3. Build rewards into your day and week
When you constantly work on major, long-term initiatives, it can be difficult to see the results of your hard work. This is another common cause of feeling lackluster and unmotivated.
Research shows that most people are enthusiastic about their projects at first, but they often “lose steam” in the middle. Creating shorter-term sub-goals on the way to meeting your longer-term goals can help. It also helps to keep a written record of your progress. That way, you can easily see how much you have accomplished instead of stressing about how much is left to do.
High performers tend to stay in a constant state of gap and gain. In October 2021, Dan Sullivan and Dr. Benjamin Hardy published a great book called The Gap and The Gain: The High Achievers’ Guide to Happiness, Confidence, and Success. The book is based on the work that legendary entrepreneur coach Dan Sullivan has done with tens of thousands of successful entrepreneurs. These high performers tend to measure their progress according to an “ideal,” a moving target that is always out of reach. This is what the authors call “the gap,” and it typically leads to unhappiness. Instead, the authors recommend that we focus on the “gain,” which is the progress we’ve made in our own lives.

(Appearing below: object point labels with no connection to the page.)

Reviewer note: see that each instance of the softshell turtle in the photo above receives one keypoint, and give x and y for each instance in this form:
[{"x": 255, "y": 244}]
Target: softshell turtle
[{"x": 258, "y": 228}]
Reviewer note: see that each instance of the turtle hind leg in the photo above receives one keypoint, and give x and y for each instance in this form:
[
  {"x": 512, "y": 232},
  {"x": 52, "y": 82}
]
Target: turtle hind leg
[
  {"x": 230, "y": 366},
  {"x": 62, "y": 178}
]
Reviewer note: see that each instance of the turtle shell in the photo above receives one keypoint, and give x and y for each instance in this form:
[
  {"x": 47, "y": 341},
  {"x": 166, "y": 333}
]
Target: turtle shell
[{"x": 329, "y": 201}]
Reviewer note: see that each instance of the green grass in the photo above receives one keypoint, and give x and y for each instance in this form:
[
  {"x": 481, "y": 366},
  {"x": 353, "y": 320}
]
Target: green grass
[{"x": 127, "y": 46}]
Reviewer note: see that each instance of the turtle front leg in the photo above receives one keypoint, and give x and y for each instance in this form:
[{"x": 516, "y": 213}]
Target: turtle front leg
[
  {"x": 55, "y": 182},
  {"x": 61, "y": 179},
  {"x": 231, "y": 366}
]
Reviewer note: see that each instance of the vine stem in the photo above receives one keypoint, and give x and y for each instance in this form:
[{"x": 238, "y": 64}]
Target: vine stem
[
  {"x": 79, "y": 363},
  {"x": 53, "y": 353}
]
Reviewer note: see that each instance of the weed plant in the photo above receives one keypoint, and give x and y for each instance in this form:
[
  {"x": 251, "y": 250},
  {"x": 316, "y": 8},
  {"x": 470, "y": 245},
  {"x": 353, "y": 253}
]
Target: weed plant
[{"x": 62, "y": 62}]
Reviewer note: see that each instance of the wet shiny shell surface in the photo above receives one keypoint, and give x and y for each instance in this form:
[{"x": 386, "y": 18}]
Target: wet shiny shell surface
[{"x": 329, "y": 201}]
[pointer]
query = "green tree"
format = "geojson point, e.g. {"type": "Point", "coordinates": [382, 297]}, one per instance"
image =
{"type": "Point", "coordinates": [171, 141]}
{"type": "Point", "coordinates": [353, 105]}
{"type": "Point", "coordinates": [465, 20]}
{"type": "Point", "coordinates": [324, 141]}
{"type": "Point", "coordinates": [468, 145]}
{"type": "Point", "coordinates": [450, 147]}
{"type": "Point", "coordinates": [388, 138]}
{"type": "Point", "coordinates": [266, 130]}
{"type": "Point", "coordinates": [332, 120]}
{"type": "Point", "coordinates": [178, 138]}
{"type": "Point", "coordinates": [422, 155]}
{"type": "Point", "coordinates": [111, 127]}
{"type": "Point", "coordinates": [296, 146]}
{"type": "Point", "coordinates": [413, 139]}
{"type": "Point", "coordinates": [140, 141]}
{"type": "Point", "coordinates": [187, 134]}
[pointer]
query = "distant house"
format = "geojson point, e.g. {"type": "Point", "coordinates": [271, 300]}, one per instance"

Sullivan reveals in the book that when his coaching clients take stock of all they’ve accomplished, both personally and professionally, they are often shocked at how much they have actually achieved. They weren’t able to appreciate their progress because no matter how much they were getting done, they were usually measuring themselves against their ideals or goals.
Throughout my career, I have found motivation by rewarding myself. For example, I would set goals for myself all week long, and if I accomplished them, I would take my wife out for a fancy dinner on Friday evening. That would be my weekly reward. I would also build daily rewards for myself. Maybe I would take time to sit down and enjoy a meal, even if it was a small one, and even if I was on a tight schedule. My reward would be that I would take a pause in the middle of the day if I get a certain number of tasks accomplished.
- Change the way you measure progress. Instead of measuring your progress against ambitious goals, measure how far you’ve come in the past month, quarter, year, five years, or more. This simple strategy can infuse you with a huge dose of motivation! Where were you in the past, where are you now? What does that gain look like? Visualize your success. Celebrate it! That should motivate you to make further progress.
- Complete a small task. What is a sub-goal of a bigger goal that you can finish soon, to feel a sense of accomplishment? Rewarding yourself helps you stay in the game. It helps you focus on your progress instead of on the work that’s still left to do.
- Don’t make it complicated! These rewards can be super-simple. Maybe you just need a small piece of dark chocolate after you finish a set of calls or finish a big meeting. Or maybe you need to reward yourself with a workout. Those are two separate ends of the spectrum, but both of them could be motivational rewards.